COMPOSITION DE LA COUR LORS DES DÉBATS ET DU DÉLIBÉRÉ :



Présidée par Delphine LAVERGNE-PILLOT, présidente et Nabila BOUCHENTOUF, conseillère, magistrats rapporteurs (sans opposition des parties dûment avisées) qui en ont rendu compte à la Cour dans son délibéré, assistés pendant les débats de Anaîs MAYOUD, greffière.





COMPOSITION DE LA COUR:

Delphine LAVERGNE-PILLOT, Magistrate

Vincent CASTELLI, Conseiller

Nabila BOUCHENTOUF, Conseillère



Assistés pendant les débats de Anais MAYOUD, Greffière.



ARRÊT : CONTRADICTOIRE





Prononcé publiquement le 28 Novembre 2023 par mise à disposition de l'arrêt au greffe de la Cour, les parties en ayant été préalablement avisées dans les conditions prévues au deuxième alinéa de l'article 450 du code de procédure civile ;



Signé par Delphine LAVERGNE-PILLOT, Magistrate et par Anais MAYOUD, Greffière auquel la minute de la décision a été remise par le magistrat signataire.






*************



FAITS CONSTANTS, PROCÉDURE ET PRÉTENTIONS





M. [L], salarié peintre de la société [7] ([7]) depuis le 17 septembre 2007, a déclaré avoir été victime d'un accident du travail survenu le 12 novembre 2012 à 10h30 expliquant qu'alors qu'il travaillait sur un chantier situé à [Localité 6], il est tombé en descendant les escaliers.

Le certificat médical,établi le même jour, par un médecin hospitalier a fait état d'un hématome au bras gauche, face antérieure, et d'une contusion antérieure des deux genoux, avec prescription d'un arrêt de travail de deux jours.



Par décision du 19 novembre 2012, la CPAM a notifié la prise en charge de cet accident au titre de la législation sur les risques professionnels.

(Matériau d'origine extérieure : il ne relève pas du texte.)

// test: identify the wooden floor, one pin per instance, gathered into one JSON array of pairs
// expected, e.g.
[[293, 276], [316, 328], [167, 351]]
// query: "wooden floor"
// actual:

Les lésions relatives à l'accident du travail ont été déclarées consolidées au 2 avril 2015, avec attribution d'un taux d'IPP de 10%.

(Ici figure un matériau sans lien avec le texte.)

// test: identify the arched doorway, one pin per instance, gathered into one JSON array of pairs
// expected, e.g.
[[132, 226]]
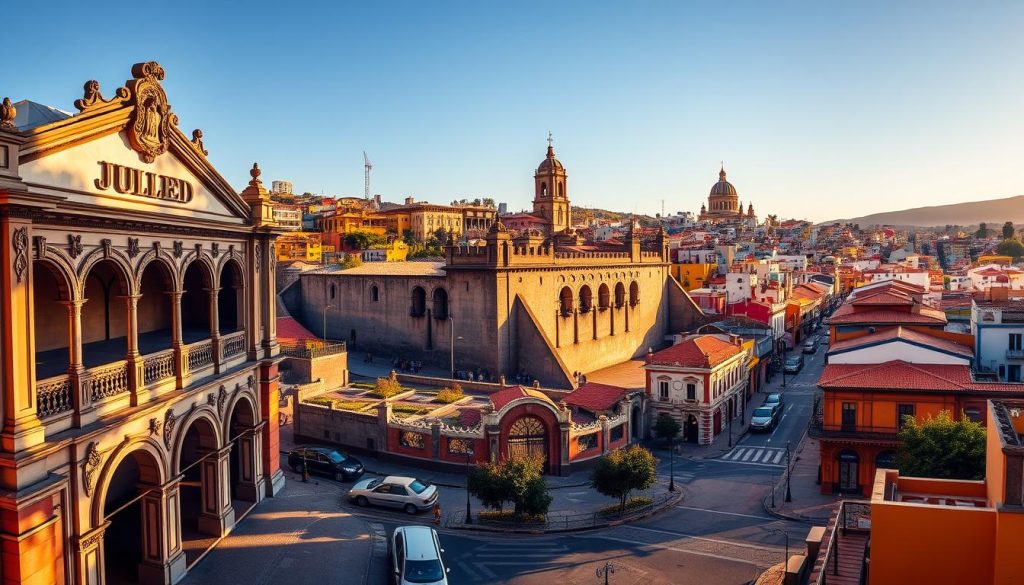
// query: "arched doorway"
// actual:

Après contestation par la société [7], ce taux a été minoré à 5% dans les relations caisse/employeur.



Le 1er décembre 2015, le docteur [V], médecin généraliste, a établi au profit de M. [L] un certificat médical de rechute, constatant une « tendinopathie épaule gauche ».

Cette rechute a été prise en charge par la CPAM avec attribution, in fine, d'un taux d'IPP de 18%.



Sur contestation de la société [7], la commission de recours amiable de la caisse a, par décision du 13 septembre 2017, confirmé l'opposabilité à l'égard de l'employeur de la décision de prise en charge de la rechute.



Par lettre du 15 septembre 2017, la société [7] a notifié à M. [L] son licenciement pour inaptitude physique médicalement constatée par le médecin du travail.



Par requête du 18 octobre 2017, M. [L] a saisi le tribunal des affaires de sécurité sociale, devenu tribunal judiciaire, aux fins de voir reconnaître la faute inexcusable de la société [7] dans la survenance de son accident du travail du 12 novembre 2012.

Il a également sollicité, avant-dire-droit sur la liquidation de ses préjudices, une expertise médicale, outre une provision de 5 000 euros à valoir sur l'indemnisation de ses préjudices.



Par jugement du 10 mai 2021, le tribunal a rejeté ses demandes après avoir considéré que les circonstances de l'accident dont M. [L] déclarait avoir été victime le 12 novembre 2012 étaient indéterminées.





Par déclaration du 1er juin 2021, M. [L] a relevé appel de cette décision.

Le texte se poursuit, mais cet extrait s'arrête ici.